Perhaps someone more experienced in federalism could tell me on what basis could a Congress tell the states how to interpret the law or otherwise monkey around with state court jurisdiction?
Aside from constitutional isssues, here is what this bill does. For starters, federal judges do not like to handle cases, in which they have to interpret state law. Often times, state courts have not ruled on a particular issue, so federal courts either have to guess how a state would interpret its law or certify questions for interpretation by the state's highest court. Based on my experience in California, it takes the Supreme Court quite some time to respond to these certified questions from federal court. As result, class action lawsuits would languish on the docket for years (criminal and certain other cases, I believe, have priority) - I can attest, from personal experience, that even now, it took us almost four years to get to a civil trial in federal court in Fresno (not the busiest venue in the nation). One can only imagine the additional defense attorneys fees these delays would create. So much for combating escalating costs of defense...
State courts are also not winners in this bill. For example, it prohibits state courts from hearing class action lawsuits with more than $5,000,000 in controversy. But at least in California, this limitation is easy to get around because the plaintiff does not have to allege a precise amount in controversy, so long the damages are allegedly within the jurisdictional limits of this court. Furthermore, this limitation would likely lead plaintiff's counsel to file separate smaller lawsuits in different counties, so there are likely going to be inconsistent adjudications of the same issues by different state court. Also, handling multiple lawsuits in different counties would, you guessed it, INCREASE defense attorneys' fees.
The amazing things about these poor attempts at tort reform is that we already have laws on the books to deal with bad lawsuits. Based on my experience, the bigger problems with bad filings is that state court judges are just unwilling to pull the trigger on a dispositive motion on most bad cases. The few times I was able to get defense summary judgment in a personal injury case, it was like pulling teeth.
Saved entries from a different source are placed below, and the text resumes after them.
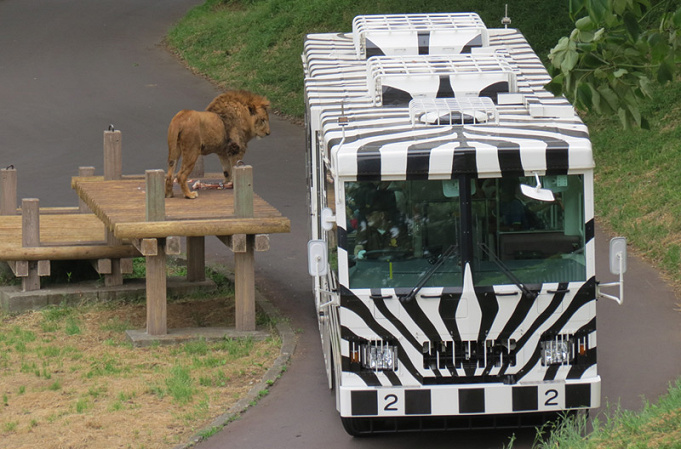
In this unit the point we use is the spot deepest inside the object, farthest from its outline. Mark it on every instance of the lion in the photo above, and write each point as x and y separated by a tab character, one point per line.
225	127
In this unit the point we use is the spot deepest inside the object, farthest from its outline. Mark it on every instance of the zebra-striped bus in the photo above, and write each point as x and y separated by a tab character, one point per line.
452	227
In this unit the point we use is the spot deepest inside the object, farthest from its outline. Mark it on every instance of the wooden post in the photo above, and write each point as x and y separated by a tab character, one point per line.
84	171
8	191
196	259
113	170
30	236
113	158
244	262
198	170
157	323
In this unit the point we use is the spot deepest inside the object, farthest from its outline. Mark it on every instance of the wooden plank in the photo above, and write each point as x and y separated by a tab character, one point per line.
156	294
8	191
81	252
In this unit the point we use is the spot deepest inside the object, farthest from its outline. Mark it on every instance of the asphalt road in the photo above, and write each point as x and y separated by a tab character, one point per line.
69	68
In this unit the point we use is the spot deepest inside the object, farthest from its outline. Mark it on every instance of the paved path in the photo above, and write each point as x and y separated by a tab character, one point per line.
69	68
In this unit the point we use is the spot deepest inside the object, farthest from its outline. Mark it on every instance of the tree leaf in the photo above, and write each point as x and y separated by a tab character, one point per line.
585	24
677	18
569	61
631	25
555	86
598	10
576	6
624	120
609	95
665	72
583	96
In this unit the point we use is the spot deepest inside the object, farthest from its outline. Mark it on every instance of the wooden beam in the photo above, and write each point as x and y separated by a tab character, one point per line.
155	197
146	247
262	242
8	191
30	237
244	262
156	294
126	265
197	228
173	245
19	267
244	288
101	266
44	268
196	259
236	243
113	155
84	171
157	323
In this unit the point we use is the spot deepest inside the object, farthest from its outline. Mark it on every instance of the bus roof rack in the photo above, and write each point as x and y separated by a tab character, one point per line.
453	33
453	111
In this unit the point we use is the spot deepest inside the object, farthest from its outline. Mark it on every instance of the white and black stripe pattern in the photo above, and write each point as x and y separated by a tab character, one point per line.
535	132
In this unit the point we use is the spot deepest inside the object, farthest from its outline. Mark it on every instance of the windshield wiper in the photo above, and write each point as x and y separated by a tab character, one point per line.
428	274
504	269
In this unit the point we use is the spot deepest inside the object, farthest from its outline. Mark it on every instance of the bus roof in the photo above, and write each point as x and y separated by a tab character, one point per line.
433	113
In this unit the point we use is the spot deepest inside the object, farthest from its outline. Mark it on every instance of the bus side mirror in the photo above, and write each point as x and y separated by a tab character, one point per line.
618	266
317	257
618	255
328	219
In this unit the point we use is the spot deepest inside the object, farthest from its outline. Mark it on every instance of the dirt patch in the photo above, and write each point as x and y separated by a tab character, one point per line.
70	379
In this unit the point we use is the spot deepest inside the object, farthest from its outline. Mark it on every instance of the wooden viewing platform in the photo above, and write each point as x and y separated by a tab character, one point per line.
137	209
31	237
121	205
130	216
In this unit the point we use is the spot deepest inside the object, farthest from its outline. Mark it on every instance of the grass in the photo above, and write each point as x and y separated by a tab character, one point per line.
256	45
72	367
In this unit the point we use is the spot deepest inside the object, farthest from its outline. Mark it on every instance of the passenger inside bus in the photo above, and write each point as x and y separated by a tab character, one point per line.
379	235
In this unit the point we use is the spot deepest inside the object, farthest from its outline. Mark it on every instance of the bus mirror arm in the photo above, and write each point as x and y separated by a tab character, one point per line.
328	219
618	266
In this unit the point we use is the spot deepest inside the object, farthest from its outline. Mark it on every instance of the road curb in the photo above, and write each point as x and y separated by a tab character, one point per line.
288	346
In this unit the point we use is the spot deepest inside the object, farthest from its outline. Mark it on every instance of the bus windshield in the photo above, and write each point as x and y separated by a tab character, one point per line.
398	230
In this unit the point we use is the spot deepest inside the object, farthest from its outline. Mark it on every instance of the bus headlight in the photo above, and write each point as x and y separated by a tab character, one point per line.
379	355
And if you are trying to get rid of a bad filing at the pleading stage, the odds are heavily against you even if there is a case on point in your favor. Emergency appeals of those rulings are almost invariably denied - I would guess only somewhere 1-3 % of the emergency appeals get granted.
The truth is also that in California, our state court judges are often overworked and are not always qualified. While I happen to appear before some great state court judges in the Bay Area, I've also had my share of running into blind incompetence. So, the solution may be to get more quality people on the bench (less prosecutors, more civil attorneys and yes, even some criminal defense attorneys, who usually are well versed in difficult areas of the law) and to get these people better help in dealing with law & motion issues. The solution may also lie in requiring judges to issue written rulings on each dispositive motion and those rulings need to be more than 1-2 lines. And the appellate courts should be less timid in stepping in at the emergency appeal / writ stage to correct legal errors and not write them off as having an adequate legal remedy of appeal. As someone handling appeals, I can tell you that appeals after a jury trial (following by post-trial motions) are long and expensive.